Cartão da XP acirra disputa com bancos
Nos cálculos da corretora, metade do dinheiro de seus três milhões de clientes está nos grandes bancos; segundo o fundador e presidente da empresa, Guilherme Benchimol, a XP pode dobrar os ativos sob custódia sem nenhum novo cliente
Dentro da estratégia de avançar sobre os produtos tradicionais dos grandes bancos, a XP Investimentos lançou ontem um cartão de crédito. Depois de testar o produto nos últimos meses com funcionários, agentes autônomos e alguns clientes, a plataforma se mune, agora, de uma importante arma para brigar pelo dinheiro investido nos grandes bancos. “Vamos continuar sendo contra os bancos pela forma com que eles tratam os clientes e continuar lutando contra a concentração bancária”, disse ontem o fundador e presidente da maior corretora do País, Guilherme Benchimol.
Segundo ele, no cálculo da empresa, metade do dinheiro dos três milhões de clientes da XP está nos grandes bancos. “Sem nenhum novo cliente, podemos dobrar nossos ativos sob custódia e chegar em R$ 1,4 trilhão”, disse Benchimol, sem abrir as metas para esse novo mercado. O movimento marca, contudo, a entrada mais nítida da XP em produtos bancários. “A concorrência só está começando e nosso projeto só está engatinhando”, destacou.
Benchimol afirmou que a XP segue tendo seu foco em investimentos e que o objetivo dos lançamentos de serviços bancários é complementar seu ecossistema. “Não é porque não somos um banco que não podemos oferecer aos nossos clientes bons produtos.” Em um primeiro momento, o cartão estará disponível apenas para os clientes com mais de R$ 50 mil na XP (a plataforma não abriu quantos são), mas a ideia é que chegue a todos até o fim do ano. Até o início desta semana, 35 mil pessoas estavam usando o produto, no esquema de teste. Com essa amostra, a XP observou, por exemplo, que esses usuários aumentaram seus investimentos na corretora em 10%, o que já indicaria uma dinâmica de fluxo de recursos dos bancos para a plataforma.
Os grandes bancos sempre estiveram na mira da XP. São eles que são apontados como seus maiores concorrentes, já que, apesar de as plataformas de investimento serem cada dia mais populares, 90% dos investimentos dos brasileiros ainda estão nos grandes bancos.
O responsável pela área digital da XP, Bruno Guarnieri, afirmou que não haverá cobrança de anuidade e que a taxa de juros é, em média, 50% mais baixa do que a cobrada do mercado. “Não queremos capitalizar sobre o cliente e ganhar nos juros.
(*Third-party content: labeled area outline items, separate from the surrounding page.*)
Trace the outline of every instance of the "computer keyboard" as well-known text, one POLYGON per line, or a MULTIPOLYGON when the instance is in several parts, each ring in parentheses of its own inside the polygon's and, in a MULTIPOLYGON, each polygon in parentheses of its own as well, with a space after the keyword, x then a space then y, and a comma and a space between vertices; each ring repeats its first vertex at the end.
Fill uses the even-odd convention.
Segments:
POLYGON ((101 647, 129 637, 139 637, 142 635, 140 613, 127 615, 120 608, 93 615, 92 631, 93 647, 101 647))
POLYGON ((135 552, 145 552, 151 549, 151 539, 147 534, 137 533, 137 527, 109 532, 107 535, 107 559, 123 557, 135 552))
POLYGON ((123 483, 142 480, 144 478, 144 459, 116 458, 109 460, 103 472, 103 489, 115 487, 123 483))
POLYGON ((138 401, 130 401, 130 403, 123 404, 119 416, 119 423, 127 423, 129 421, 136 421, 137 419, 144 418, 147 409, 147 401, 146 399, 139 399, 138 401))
O que queremos é que a relação do cliente com a XP fique mais interessante”, disse o executivo. Ao longo do ano, a XP promete incorporar mais serviços bancários em sua plataforma, como a conta digital, e tem a meta de que, até o fim de 2021, o cliente possa ter toda sua vida financeira concentrada ali, sem precisar ter uma conta em um grande banco.
‘Investback’. A ideia por trás do novo cartão é colocar consumo e investimento lado a lado. Para isso, os usuários do cartão terão uma espécie de cashback, ou melhor, um ‘investback’, ao invés do tradicional programa de milhas comum dos cartões de crédito. Com ele, o cliente da XP que usar o cartão terá parte do gasto do cartão de volta (1%), mas depositado em um fundo de investimento exclusivo da XP, com liquidez diária (para isso grande parte dos ativos deve ser aplicado em títulos do tesouro) e sem taxa de administração.
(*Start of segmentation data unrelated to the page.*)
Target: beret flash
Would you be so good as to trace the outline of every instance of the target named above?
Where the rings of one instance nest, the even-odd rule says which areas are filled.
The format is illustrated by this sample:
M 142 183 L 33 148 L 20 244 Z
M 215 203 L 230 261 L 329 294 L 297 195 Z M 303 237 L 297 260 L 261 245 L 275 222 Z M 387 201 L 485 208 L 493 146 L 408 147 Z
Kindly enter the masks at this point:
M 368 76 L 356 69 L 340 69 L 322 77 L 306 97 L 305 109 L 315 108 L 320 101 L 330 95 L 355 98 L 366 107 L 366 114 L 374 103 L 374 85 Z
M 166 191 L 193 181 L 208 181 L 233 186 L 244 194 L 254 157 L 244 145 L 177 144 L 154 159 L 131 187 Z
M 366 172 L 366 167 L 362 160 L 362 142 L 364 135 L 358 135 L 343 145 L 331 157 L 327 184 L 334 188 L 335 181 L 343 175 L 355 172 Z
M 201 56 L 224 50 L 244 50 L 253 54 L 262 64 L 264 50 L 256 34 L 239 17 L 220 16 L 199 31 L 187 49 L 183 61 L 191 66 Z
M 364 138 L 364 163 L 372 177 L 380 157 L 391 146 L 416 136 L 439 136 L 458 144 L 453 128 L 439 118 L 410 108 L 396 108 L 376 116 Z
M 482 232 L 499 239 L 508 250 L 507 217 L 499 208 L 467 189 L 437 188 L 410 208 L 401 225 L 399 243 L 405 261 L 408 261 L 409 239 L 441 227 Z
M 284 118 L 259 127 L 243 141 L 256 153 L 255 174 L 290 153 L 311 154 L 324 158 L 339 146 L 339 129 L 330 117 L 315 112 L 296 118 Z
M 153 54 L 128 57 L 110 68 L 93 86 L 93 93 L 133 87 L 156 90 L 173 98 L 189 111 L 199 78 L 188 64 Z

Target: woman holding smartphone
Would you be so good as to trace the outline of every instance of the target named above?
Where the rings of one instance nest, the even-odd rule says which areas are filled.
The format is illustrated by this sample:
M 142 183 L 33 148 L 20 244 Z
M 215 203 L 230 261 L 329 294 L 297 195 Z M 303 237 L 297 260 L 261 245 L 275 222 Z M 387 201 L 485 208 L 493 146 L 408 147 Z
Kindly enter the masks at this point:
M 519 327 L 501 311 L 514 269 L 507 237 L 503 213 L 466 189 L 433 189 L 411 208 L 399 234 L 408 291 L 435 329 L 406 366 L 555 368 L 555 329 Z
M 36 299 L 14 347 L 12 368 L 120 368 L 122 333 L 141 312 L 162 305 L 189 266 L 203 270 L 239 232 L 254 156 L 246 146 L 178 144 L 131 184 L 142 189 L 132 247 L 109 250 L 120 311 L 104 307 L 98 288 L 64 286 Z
Fora isso, a XP já lançou seu marketplace, hoje com 25 lojistas, número que passará a 50 em breve. O objetivo é dar um impulso ao uso do cartão da plataforma. Nesses parceiros, o cashback poderá ser maior do que em compras realizadas fora do aplicativo.
Em seu primeiro ano de companhia de capital aberto, o crescimento da XP foi superlativo, na esteira de taxas de juros muito baixas no Brasil que empurraram um número maior de brasileiros para a Bolsa, por exemplo. A XP fechou o ano com R$ 660 bilhões em ativos sob custódia e 2,8 milhões de clientes ativos, além de lucro líquido ajustado de R$ 2,27 bilhões, aumento de 111% em relação a 2019. Para o professor e coordenador do curso de Economia da FGV, Joelson Sampaio, o lançamento do cartão de crédito pela XP reflete uma tendência que deve ser repetida por outras instituições financeiras.
“Temos poucos bancos comerciais no Brasil e você acaba tendo concentração bancária. Então ter em alguns produtos mais concorrência, e o cartão de crédito é um deles, é muito bom para o consumidor, para o usuário final”, comenta Sampaio.